Do matches actually burn off fart smells?

John Hopton for redOrbit.com – Your Universe Online

Let’s be honest, farting isn’t all bad. It can be (should be) a source of amusement, no matter what age you are. Or if you’re not in a humorous mood, you can use your partner’s farting as a source of righteous indignation and superiority. “How can you possibly be right about which mortgage to choose when you can’t even control your own sphincter?”

But on those occasions when we simply want the whole sorry incident to be over and the smell to be quickly banished, help is at hand. Happily, it is true that lighting a match is a quick and efficient way to get rid of fart smells. Assuming, of course, that you keep matches lying around for this or some other purpose – it would be a hell of a hefty release if it was still lingering after you had been to the store.

The smell in farts comes from hydrogen sulphide (sulphur), which can be burned away and decomposed into other, less offensive elements. Sulphur will ignite at around 250 degrees Celsius, which luckily is around the same as the ignition temperature of phosphorus–the ingredient in a match head. Another stroke of good fortune is that when sulphur breaks down into water vapor and sulphur dioxide, the sulphur dioxide smells the same as a burnt match, leaving other smellers believing that there is no trace of the bodily gas left at all.
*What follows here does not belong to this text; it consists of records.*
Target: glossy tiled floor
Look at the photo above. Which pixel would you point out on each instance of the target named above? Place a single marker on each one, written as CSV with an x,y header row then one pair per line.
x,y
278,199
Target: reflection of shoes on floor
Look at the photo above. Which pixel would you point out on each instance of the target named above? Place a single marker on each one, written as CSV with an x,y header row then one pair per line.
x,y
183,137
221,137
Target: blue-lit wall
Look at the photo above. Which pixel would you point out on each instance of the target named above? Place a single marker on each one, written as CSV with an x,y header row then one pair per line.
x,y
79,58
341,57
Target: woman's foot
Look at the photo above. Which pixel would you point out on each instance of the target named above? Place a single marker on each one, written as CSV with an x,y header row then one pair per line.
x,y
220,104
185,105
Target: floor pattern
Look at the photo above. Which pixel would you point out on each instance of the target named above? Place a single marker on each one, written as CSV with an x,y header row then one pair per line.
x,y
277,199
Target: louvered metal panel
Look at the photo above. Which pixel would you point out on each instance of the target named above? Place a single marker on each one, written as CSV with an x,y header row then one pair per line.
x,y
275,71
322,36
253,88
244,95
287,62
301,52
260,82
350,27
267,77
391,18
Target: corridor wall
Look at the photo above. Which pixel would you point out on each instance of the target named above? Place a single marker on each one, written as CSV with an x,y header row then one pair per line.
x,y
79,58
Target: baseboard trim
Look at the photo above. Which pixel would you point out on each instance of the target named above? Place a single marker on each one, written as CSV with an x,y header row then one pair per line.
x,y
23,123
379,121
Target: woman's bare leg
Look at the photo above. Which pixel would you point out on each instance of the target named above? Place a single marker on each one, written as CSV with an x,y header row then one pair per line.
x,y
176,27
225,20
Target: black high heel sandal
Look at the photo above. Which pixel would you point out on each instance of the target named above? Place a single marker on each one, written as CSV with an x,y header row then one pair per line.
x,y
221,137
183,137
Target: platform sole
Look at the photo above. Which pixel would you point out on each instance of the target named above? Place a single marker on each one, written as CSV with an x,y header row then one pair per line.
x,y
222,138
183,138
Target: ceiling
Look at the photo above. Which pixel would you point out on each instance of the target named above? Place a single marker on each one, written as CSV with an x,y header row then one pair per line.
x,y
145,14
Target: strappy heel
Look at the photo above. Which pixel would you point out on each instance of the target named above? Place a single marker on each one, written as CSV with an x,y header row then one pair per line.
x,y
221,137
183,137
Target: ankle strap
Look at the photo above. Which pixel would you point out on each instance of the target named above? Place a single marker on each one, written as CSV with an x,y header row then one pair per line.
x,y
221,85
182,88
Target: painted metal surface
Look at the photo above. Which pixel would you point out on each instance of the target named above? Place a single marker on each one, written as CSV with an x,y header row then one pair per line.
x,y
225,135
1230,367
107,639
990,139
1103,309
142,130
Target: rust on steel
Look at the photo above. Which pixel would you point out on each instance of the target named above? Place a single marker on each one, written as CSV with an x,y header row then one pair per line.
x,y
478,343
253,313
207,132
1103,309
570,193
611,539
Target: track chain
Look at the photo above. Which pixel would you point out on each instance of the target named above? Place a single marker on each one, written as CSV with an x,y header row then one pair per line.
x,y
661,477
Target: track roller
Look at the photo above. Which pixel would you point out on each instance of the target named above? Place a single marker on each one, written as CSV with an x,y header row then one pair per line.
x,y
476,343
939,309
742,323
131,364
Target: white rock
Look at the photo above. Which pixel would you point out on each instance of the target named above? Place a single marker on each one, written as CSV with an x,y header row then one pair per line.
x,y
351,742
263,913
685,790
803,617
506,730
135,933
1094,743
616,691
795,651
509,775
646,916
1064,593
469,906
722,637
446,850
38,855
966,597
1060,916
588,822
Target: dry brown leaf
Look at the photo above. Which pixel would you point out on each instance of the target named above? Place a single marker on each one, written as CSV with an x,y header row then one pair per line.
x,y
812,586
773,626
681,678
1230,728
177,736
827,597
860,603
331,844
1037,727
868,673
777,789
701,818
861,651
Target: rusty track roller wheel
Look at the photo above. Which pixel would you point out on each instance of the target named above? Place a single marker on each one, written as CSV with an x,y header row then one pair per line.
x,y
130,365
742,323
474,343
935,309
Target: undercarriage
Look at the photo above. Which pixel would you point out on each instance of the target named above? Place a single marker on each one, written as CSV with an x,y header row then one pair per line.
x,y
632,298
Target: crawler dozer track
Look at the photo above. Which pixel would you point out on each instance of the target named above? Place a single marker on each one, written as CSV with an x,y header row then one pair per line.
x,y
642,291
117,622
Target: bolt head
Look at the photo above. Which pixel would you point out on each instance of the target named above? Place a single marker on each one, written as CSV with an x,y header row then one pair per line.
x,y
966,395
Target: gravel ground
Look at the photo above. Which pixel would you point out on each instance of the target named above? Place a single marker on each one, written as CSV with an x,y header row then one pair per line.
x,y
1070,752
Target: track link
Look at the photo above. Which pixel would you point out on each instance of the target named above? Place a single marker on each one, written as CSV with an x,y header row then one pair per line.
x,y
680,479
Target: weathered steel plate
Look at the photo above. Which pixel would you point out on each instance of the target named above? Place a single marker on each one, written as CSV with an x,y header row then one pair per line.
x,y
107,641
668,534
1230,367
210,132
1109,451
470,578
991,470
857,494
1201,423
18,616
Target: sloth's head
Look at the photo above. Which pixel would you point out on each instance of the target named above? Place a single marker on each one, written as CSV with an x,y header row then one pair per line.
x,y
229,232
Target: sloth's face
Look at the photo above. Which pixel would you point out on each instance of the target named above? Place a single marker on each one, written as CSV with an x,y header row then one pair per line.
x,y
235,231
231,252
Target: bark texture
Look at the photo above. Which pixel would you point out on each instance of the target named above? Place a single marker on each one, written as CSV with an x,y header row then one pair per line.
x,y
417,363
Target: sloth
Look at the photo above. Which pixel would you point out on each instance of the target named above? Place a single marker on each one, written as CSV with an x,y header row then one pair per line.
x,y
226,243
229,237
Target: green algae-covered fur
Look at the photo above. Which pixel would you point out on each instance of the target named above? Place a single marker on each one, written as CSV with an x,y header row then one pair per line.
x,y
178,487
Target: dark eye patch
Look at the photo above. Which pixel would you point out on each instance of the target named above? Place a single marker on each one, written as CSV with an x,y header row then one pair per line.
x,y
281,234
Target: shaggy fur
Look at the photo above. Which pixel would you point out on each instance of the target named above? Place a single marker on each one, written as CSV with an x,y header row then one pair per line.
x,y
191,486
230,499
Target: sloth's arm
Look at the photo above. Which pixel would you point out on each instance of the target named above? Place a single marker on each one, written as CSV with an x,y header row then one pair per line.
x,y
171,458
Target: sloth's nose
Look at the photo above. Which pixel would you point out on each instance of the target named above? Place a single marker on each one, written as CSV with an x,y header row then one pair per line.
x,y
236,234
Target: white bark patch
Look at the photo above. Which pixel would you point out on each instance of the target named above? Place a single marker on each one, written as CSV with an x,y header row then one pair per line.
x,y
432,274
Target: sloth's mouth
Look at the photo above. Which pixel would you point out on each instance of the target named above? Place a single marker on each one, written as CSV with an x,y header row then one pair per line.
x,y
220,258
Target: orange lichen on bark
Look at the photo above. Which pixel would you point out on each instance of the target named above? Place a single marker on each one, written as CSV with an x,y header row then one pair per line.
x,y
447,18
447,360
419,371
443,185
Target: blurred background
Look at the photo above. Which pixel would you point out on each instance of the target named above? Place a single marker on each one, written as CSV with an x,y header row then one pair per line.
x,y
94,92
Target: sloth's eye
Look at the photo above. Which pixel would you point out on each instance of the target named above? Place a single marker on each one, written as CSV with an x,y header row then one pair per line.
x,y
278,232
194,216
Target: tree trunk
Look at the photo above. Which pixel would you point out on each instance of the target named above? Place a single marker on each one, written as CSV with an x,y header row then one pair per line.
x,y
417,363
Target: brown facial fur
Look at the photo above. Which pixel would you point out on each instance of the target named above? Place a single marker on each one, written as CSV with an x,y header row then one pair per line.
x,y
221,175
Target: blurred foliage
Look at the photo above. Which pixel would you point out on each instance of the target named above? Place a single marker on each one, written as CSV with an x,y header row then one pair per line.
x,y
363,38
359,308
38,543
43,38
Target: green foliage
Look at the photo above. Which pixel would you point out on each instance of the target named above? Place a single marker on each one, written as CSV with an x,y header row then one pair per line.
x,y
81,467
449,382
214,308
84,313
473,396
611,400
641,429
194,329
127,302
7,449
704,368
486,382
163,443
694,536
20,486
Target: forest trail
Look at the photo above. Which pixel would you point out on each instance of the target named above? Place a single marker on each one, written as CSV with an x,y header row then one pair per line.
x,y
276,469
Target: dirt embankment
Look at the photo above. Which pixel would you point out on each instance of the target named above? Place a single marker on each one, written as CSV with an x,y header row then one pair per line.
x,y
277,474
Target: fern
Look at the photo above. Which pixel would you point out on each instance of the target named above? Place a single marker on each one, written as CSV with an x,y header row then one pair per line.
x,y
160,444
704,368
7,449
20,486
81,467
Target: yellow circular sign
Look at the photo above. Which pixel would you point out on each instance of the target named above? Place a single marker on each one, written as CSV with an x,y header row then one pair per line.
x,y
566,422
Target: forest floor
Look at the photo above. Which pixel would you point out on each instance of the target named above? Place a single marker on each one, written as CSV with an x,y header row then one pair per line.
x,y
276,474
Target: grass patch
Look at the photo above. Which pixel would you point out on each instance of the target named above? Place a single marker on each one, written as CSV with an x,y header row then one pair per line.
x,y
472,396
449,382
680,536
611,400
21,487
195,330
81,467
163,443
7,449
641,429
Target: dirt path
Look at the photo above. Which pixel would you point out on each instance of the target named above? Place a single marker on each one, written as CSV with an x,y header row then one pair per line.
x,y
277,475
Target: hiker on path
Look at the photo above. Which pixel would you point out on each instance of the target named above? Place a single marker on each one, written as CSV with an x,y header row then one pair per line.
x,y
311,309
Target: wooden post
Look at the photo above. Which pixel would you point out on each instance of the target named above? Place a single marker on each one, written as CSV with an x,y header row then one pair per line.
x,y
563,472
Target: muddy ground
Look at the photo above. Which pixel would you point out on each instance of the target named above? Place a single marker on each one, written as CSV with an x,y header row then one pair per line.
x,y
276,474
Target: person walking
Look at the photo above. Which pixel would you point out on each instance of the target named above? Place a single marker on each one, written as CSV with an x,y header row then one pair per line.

What caused the offending item in the first place? Scientist Wendy Zukerman from ABC News Australia explains:

A fart (or flatus in the science terminology) is gas from our intestines. Gas gets into our intestine through several sources: when we swallow air, the chemical reactions in our guts (from when we breakdown food), and gas made from bacteria living in our intestine. How the gas entered our belly (and out of our bottom) will determine what type of chemicals our fart is made of, and how badly the fart smells. Flatus that came to our intestine from the air we swallow is mostly made of nitrogen (because the oxygen in air is absorbed by the body before it gets into the gut). Farts made from gas in bacteria are mostly made from hydrogen, methane and carbon dioxide.

Methane and hydrogen are flammable gases, and Wendy says that burning fart gas is just like burning gas on a stove–although presumably she does not advise using it to fry up bacon.

She also tells us that foods jam-packed with sulphur, like cauliflower, eggs and meat, are the prime suspects for a smelly fart, while beans, although notorious as fart-producers, don’t have a lot of sulphur in them, so they actually don’t really cause stinkiness.

It should be noted that there are two reasons why we would want to get rid of a fart. One of them is the fact that the smell is unpleasant, which the match takes care of, but there will also be times when we need to act quickly so that our those around us never knew there was a fart at all, for example on a date. A possible solution here, when your date wonders why you have suddenly struck up a match, is to say “I hold a tiny vigil at this time each day for all the little baby seals killed by trawler fishing.”

Or you could confidently pull out the new phrase: “He who smelt it dealt with it.”

Or you could just stop farting so much, you animal.